終着地の藤が丘は、名古屋市名東区に位置する名古屋の「郊外」拠点とされるまちだ。
駅設備と市営バスターミナルは一体化した構造。
藤が丘駅西側。バスターミナル(駅設備)の直上には市営住宅。近代的なクセして「市営藤が丘荘」という名前に味わいを感じる。左の団地はURの「藤が丘市街地住宅」。
東側へ。
藤が丘駅東側にある藤が丘エフ。食品売場と飲食の複合店舗だが3F以上はコインパーキングであり、商業施設としての規模は小さい。近年コインパーキング業界で存在感が高まっている名鉄協商による運営らしい。

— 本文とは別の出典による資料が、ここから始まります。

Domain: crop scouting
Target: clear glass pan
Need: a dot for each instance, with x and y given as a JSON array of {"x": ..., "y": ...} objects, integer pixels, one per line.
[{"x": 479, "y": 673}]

藤が丘には地下鉄東山線以外にも長久手方面に延びるリニモの始発駅にもなっている。
駅東側はエフを囲うように一方通行路が通り、その周囲を公団の市街地住宅が囲う。駅を中心にして団地が「壁」のようになっており、景色が広がらない(からまちのイメージが広がらない)のも藤が丘の特徴といえるかもしれない。
「建物密度」が高くてとにかく見通しがきかない……のはずなのに、エフのほかにめぼしい商業施設といえば左奥に見える「マックスバリュ」くらい。
藤が丘エフがその圧倒的有利な立地で総合スーパーではなく上層部コインパーキングで微妙な規模の施設になってしまうのは車社会の名古屋故という感じがする。
このそこはかとなく感じる「物足りなさ」はきっと多くの人にとって藤が丘が「通過点」でしかないからなのかもしれない。
バスは長久手や瀬戸方面へいく便が中心。名古屋都心部との交通結節点としては結構厚みがある。
でもどうしてももっとスーパーや商店があっていいはずなのに……という感触が藤が丘の「個性」のように思ったりもする。
一歩裏手に入ると団地。
駅から5分も歩けばこんな景観に出会える。この商業地の広がらなさは完全に新興住宅地の"それ"だ。
なんか藤が丘にはうっかり団地商店街の駅前に駅やバスターミナルを作ったら地元の人のための商店街の商圏をはるかに上回る知名度と人の波を生み出してしまった!みたいな面白さがある。
知名度はしっかりある。路線バスも集まってきて交通結節点としての機能も十分。でもなぜか商業だけが弱い。藤が丘の面白さであり、また課題でもあるのだろう。
ほら、駅前から少し歩けばこんなにいい雰囲気のマンション街だってある。
住宅地としては優秀なのだ。ただ、地下鉄の終点である「知名度」や交通結節点としての機能が果たされているだけに、それが微妙にこのまちを見るにあたって邪魔をする。
ひょっとすると我々は藤が丘に対して、過度な「期待」をしすぎているのかもしれない…………それは思ったよりしょぼいよ!という意味ではなく、藤が丘という「まち」に「名古屋東郊の郊外拠点としての期待に応えさせよう」としている強制の問題だ(今回は妙にコムズカシイね!)。我々がそうイメージすることで、藤が丘は「名古屋東郊の郊外拠点」たらしめようと背伸びをする。でも、無理をしなくても、藤が丘のらしさを探す道はたくさんある。
我々まちの趣味者(やひょっとすると都市計画や行政の人々も)はあまりにも藤が丘に「拠点性」を求めすぎてしまった。これだけ外からつけられた「ブランド」に苦労しているまちもそうは多くまい。鉄道路線の「行先」の意味の重さでもある。
もう無理をしなくてもいいよ。「藤が丘」は藤が丘のみちがきっとある。